Lo avevamo fatto molte altre volte. È la nostra ultima spiaggia, quando sappiamo che un sospetto è colpevole, abbiamo bisogno della confessione e lui non vuole parlare. Dopo lo slancio iniziale e la mossa di afferrarmi il braccio da parte di Cassie, lentamente mi rilasso e, senza smettere di lanciare occhiate torve al sospettato, mi scrollo via di dosso le mani di Cassie, faccio qualche torsione per sgranchirmi spalle e collo e crollo di nuovo a sedere scompostamente sulla sedia, le dita che tamburellano nervosamente il piano del tavolo. A quel punto subentra Cassie che, facendo finta di tenermi d'occhio per accertarsi che non mi faccia prendere da qualche altro attacco di ferocia, riprende l'interrogatorio. Qualche minuto dopo ha un sobbalzo, controlla il cellulare e dice: "Merda, devo rispondere. Ryan… ma stai calmo, capito? Okay? Ricorda quello che è accaduto l'ultima volta". E ci lascia soli. Funziona sempre. Di solito non devo neppure alzarmi dalla sedia. Quante volte l'abbiamo fatto… dieci, dodici? L'avevamo perfezionato con la stessa cura degli stuntman del cinema.

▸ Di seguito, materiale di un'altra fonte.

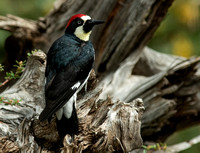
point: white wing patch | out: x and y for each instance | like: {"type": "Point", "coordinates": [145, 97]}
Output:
{"type": "Point", "coordinates": [77, 85]}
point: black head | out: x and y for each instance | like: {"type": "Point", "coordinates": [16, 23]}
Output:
{"type": "Point", "coordinates": [81, 26]}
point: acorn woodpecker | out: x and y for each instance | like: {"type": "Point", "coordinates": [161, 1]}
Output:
{"type": "Point", "coordinates": [69, 62]}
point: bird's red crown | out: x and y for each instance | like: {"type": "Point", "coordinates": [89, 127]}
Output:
{"type": "Point", "coordinates": [74, 17]}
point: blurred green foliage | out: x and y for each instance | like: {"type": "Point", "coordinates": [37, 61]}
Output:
{"type": "Point", "coordinates": [23, 8]}
{"type": "Point", "coordinates": [179, 33]}
{"type": "Point", "coordinates": [186, 135]}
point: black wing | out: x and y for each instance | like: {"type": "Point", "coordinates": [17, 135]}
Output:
{"type": "Point", "coordinates": [59, 84]}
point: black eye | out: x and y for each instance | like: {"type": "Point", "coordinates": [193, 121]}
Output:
{"type": "Point", "coordinates": [79, 22]}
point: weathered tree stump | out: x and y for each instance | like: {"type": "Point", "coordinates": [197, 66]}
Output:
{"type": "Point", "coordinates": [131, 77]}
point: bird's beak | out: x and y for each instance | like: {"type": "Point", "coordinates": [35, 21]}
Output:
{"type": "Point", "coordinates": [90, 24]}
{"type": "Point", "coordinates": [95, 22]}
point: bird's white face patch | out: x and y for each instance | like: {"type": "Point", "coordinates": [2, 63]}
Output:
{"type": "Point", "coordinates": [85, 18]}
{"type": "Point", "coordinates": [75, 86]}
{"type": "Point", "coordinates": [80, 33]}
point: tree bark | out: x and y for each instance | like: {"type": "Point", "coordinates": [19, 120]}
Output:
{"type": "Point", "coordinates": [129, 25]}
{"type": "Point", "coordinates": [126, 69]}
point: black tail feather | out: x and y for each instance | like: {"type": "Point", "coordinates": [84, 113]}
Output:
{"type": "Point", "coordinates": [68, 126]}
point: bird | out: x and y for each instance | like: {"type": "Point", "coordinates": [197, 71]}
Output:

Solo che questa volta era tutto vero e mi faceva arrabbiare il fatto che Cassie non lo capisse. Cercai di liberare il braccio, ma lei era più forte di quanto non mi fossi aspettato, i suoi polsi sembravano d'acciaio. Sentii una cucitura che partiva da qualche parte, nella mia manica. Ci strattonammo un po' in quella goffa situazione. «Lasciami andare…»
«Rob, no…»
La sua voce mi giunse attutita e priva di significato nell'immenso ruggito che avevo in testa. Vedevo solo Jonathan, sopracciglia abbassate e mento protratto come un boxeur, in un angolo, a pochi metri di distanza. Spinsi il braccio in avanti con tutta la forza che avevo in corpo e sentii che Cassie mancava la presa a terra con un piede, ma inciampai nella sedia e prima di poterle dare un calcio e buttarla da una parte per raggiungere Jonathan Cassie aveva ripreso l'equilibrio, mi aveva preso l'altro braccio e me lo stava torcendo dietro la schiena. Il tutto con un'unica, rapida mossa. Mi mancò il fiato.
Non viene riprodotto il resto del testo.